Feedback on May 12, updated - coding specific

Using GPT-4 model via the web interface to validate code snippets and for general bug hunt and fixes.

It would appear that since the last update the quality of the interactions has changed/declined.

  1. Persistence of prompt instructions has declined - example: Please do not reference library xyz please use library abc for reference. After a prompt interaction subsequent prompts forget these instructions. Even when some class or portion of library has been specifically given as part of the prompt.

  2. Irrelevant additions to code have increased - example: I’d like to accomplish xyz given the following code. The model returns additions to the code that have vague relevance of what was asked. It takes the prompt attempts to give back what was asked for but also appends additional irrelevant functionality to the particular prompt.

I’ve ended up blowing through the 25 prompt limit, by attempting to steer the model in the right direction as the results have been replying with irrelevant or really off the mark responses. Previously I could manage to get things accomplished with the limit, albeit, the 25 prompt is rather limiting to say the least.

Now, I have to take into account that my prompting may have declined in quality over the last 3-4 days but I have my doubts about it since I’ve been using the same format that I have used across the previous version.
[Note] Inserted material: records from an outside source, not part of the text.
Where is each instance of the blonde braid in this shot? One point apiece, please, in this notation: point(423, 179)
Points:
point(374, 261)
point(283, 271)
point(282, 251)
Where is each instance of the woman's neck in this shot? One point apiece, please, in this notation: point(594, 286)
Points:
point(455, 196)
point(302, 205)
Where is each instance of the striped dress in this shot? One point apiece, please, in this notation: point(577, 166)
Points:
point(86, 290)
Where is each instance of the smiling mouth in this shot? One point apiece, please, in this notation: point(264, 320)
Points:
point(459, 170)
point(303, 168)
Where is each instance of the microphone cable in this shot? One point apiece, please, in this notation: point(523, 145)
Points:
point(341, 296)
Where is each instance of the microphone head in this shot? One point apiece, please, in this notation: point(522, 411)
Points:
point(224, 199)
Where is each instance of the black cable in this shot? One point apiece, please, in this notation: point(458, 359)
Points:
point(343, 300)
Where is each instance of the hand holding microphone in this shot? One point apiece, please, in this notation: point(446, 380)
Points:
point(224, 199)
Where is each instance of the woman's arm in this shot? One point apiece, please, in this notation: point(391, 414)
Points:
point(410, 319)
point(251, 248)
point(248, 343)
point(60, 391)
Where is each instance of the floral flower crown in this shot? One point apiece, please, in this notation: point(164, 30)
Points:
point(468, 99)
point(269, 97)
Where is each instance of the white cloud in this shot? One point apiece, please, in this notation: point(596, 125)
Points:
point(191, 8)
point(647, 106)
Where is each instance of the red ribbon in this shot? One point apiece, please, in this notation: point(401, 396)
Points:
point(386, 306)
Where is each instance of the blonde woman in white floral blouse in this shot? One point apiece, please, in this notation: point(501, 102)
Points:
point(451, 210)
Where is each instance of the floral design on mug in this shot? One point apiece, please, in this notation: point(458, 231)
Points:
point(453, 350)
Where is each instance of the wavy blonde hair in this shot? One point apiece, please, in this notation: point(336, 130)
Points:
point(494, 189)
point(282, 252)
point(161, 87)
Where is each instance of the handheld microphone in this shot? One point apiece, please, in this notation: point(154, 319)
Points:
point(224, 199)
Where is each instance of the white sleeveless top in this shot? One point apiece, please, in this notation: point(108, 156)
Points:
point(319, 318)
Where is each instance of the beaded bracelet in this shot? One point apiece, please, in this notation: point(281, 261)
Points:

I’m curious if anyone has had a similar experience with this update.

Yes, i can report similar experiences. It strongly feels like the last versions after the plugins-introduction were steps in a direction that resulted in worse performance in reasoning and coding to me. Before the coding results were good enough to save me time, even for quite complex tasks. Now the quality of the results are in a way that the returns in terms of time for complex tasks are negative. And for simple tasks, it is not really worth the effort. I am really considering to stop my plus subscription. And looking for alternatives that have similar performance as the previous versions.

Much more small mistakes in coding, introducing weird new variables, invalid operations (e.g. multiplying non-matching matrices). Where before GPT-4 feld like chatting with a extremely good PHD student, now it feels like chatting with a 18 year old.